6. A Hero Never Dies (1998)

a hero never dies

By the late ‘90s, heroic bloodshed movies had become a staple not only of the Hong Kong action industry, but of Hollywood as well, since many American filmmakers had been inspired by the genre – and some filmmakers who originated it, like John Woo, were now working in America themselves. Johnnie To’s “A Hero Never Dies,” then, exists in a different realm than most other pictures of its kind: it works simultaneously as a response to a decade’s worth of those movies in its almost parodical exaggeration of the style, but also as a sincere example of the genre.

The film follows two hitmen from different Triad factions at war, who are each betrayed by their respective bosses and become irreversibly damaged in the process. Years later, they are reunited with a chance to take revenge against the men who wronged them.

To is one of the greatest working directors in the world, let alone Hong Kong, with a very definite and distinct style. And though he had been working for many years, this movie was truly the beginning of his career as an auteur, the first time he really put his stamp on something; and it was, not coincidentally, the first movie he directed for his production company Milkyway. His shootouts are indebted, of course, to many who came before him (particularly Woo), but the way To stages and shoots the action scenes is uniquely his own; the elegance of the camera moves and sophistication of the framing are things that elude the vast majority of action filmmakers.
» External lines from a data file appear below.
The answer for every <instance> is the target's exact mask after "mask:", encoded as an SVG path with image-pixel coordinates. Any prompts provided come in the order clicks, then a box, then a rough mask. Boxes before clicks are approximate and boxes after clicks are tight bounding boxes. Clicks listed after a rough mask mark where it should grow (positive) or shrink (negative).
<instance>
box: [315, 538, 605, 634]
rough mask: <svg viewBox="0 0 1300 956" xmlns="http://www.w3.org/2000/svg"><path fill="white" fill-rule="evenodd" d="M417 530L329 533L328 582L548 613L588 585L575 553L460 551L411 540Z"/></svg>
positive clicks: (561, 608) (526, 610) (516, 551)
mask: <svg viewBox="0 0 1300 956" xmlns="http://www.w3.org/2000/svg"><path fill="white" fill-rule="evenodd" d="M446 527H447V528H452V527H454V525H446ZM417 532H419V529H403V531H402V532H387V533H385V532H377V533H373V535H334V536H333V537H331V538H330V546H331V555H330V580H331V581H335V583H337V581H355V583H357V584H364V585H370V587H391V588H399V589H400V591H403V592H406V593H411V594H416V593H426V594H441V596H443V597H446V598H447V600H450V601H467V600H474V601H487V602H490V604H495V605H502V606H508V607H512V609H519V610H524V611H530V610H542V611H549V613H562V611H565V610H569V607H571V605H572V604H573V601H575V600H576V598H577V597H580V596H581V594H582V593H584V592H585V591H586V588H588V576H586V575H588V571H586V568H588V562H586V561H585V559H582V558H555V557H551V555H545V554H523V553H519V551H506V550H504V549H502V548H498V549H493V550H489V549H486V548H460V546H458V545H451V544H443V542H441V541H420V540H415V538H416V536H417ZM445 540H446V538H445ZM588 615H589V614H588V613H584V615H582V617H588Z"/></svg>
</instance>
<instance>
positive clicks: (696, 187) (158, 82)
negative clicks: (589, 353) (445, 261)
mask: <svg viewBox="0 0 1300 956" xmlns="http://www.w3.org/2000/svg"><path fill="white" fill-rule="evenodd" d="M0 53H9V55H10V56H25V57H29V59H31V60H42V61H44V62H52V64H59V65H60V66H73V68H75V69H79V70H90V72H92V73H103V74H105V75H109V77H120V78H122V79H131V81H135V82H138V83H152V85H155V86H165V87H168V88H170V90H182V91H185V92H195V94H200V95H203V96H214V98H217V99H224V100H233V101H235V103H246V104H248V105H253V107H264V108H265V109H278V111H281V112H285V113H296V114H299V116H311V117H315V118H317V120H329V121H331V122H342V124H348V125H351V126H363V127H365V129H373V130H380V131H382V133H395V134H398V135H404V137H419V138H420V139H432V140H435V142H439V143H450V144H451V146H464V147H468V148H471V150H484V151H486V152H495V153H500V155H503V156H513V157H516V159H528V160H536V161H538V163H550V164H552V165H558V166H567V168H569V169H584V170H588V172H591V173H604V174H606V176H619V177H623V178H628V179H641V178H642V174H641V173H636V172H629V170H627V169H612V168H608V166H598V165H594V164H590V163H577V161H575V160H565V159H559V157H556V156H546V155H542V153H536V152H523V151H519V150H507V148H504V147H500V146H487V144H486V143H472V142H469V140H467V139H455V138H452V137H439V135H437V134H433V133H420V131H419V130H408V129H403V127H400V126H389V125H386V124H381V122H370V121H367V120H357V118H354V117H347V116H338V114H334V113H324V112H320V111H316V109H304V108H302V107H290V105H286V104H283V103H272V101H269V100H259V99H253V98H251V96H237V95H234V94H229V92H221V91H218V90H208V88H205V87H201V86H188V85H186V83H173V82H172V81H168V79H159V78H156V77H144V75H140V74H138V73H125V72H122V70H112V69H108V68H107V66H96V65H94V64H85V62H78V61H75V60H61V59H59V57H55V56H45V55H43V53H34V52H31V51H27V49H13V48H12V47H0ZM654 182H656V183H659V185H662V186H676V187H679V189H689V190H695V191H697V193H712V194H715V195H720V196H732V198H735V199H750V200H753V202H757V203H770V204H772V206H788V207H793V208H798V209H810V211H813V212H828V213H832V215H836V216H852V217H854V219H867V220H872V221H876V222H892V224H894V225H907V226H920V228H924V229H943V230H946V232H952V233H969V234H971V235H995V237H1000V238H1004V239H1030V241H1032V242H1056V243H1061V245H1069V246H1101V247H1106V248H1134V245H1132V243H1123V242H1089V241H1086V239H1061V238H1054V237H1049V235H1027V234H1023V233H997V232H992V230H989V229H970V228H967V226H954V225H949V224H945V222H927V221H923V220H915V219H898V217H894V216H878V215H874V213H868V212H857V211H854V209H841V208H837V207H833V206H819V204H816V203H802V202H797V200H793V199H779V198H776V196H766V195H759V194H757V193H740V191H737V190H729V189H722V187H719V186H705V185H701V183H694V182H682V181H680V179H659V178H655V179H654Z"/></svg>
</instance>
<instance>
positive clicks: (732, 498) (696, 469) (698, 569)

“A Hero Never Dies” is not as refined and rich in subtext as many of To’s later movies, but it’s one of the most fun, probably the most straight up no-fluff genre movie of his career; a self-aware send up of heroic bloodshed but also a bonafide thrilling action movie in it’s own right; a tonal dichotomy best represented by the indelible image, in the climax, of a man in a wheelchair holding pistols in both his hands, killing bad guys while rolling through loads of broken glass — hilarious but also genuinely badass.